Marquette Catholic is a private school in town. Its colors are red and white, and its team name is the Defenders. They support grades PK-12. The school underwent major renovations in 2015 when the buildings were connected, a new cafeteria/gym was added, a Parish Center was added on, and additional storage areas were created. Significant improvements were also made in 2014 when a high school wing of the building was added. Within Marquette Catholic Schools is Blessed Beginnings Daycare. Marquette's enrollment for students in PK-12 is 253 students.

==Infrastructure==

===Transportation===

====Highways====
Bellevue radiates from the intersection of US HWY 52 (Riverview Dr.) and Iowa HWY 62 (State St). US HWY 52 continues north to St. Donatus and Dubuque and south to Sabula, before entering Savanna, Illinois via the new Dale Gardner Veterans Memorial Bridge. Highway 62 continues on to Andrew and terminates in the county seat, Maquoketa. Other roads coming into the city are Bellevue-Cascade Road (County D61) which terminates near Cascade, and Mill Creek Road (County D56) which terminates in La Motte.

====River====
Historically, there were hundreds of river steamboats that stopped at the grand staircase that led from the higher Riverfront Park to the riverbank to transfer passengers and necessary goods. The Mississippi River still is an essential route of economical transport for freight (with barges frequently passing), but no longer regularly carries commercial goods or passengers.

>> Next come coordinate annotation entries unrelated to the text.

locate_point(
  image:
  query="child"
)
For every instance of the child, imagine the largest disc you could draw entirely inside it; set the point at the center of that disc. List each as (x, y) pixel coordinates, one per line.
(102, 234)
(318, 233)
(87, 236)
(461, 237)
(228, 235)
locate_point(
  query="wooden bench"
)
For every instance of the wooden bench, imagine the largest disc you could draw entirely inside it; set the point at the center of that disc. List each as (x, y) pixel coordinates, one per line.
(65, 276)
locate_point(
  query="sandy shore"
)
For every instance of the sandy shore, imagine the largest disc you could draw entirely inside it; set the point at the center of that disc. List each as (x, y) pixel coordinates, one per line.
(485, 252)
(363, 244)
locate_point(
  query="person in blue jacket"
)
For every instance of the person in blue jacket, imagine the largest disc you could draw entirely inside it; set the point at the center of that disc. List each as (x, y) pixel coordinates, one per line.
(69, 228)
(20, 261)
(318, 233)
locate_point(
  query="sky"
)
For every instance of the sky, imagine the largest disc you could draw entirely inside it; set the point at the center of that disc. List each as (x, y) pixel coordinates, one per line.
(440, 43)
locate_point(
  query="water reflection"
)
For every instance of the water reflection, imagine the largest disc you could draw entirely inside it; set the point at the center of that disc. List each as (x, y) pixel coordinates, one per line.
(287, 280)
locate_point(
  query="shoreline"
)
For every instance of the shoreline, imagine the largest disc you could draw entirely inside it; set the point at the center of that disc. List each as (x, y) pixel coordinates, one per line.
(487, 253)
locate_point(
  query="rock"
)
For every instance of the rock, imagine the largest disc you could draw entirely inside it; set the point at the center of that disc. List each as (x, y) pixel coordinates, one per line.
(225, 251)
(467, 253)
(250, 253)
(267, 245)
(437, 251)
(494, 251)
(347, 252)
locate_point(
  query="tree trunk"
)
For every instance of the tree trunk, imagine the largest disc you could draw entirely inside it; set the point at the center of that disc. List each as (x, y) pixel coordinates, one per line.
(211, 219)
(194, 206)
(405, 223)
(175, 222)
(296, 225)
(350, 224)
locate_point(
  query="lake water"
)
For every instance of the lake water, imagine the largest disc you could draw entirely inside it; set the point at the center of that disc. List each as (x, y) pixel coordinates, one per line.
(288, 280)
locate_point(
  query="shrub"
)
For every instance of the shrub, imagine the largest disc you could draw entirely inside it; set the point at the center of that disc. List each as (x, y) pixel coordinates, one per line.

Towards the mid 20th century travel by riverboat was no longer the best mode of transportation, and that aspect of travel diminished along Bellevue's banks. In the 21st century there has been an uptick in leisure cruises on recreations of large historical steamships that act as cruise vessels on the Mississippi. With Lock and Dam No. 12 bisecting the river, these steamships occasionally stop to let off passengers to shop and eat at establishments along Riverview Drive as they wait to lock through.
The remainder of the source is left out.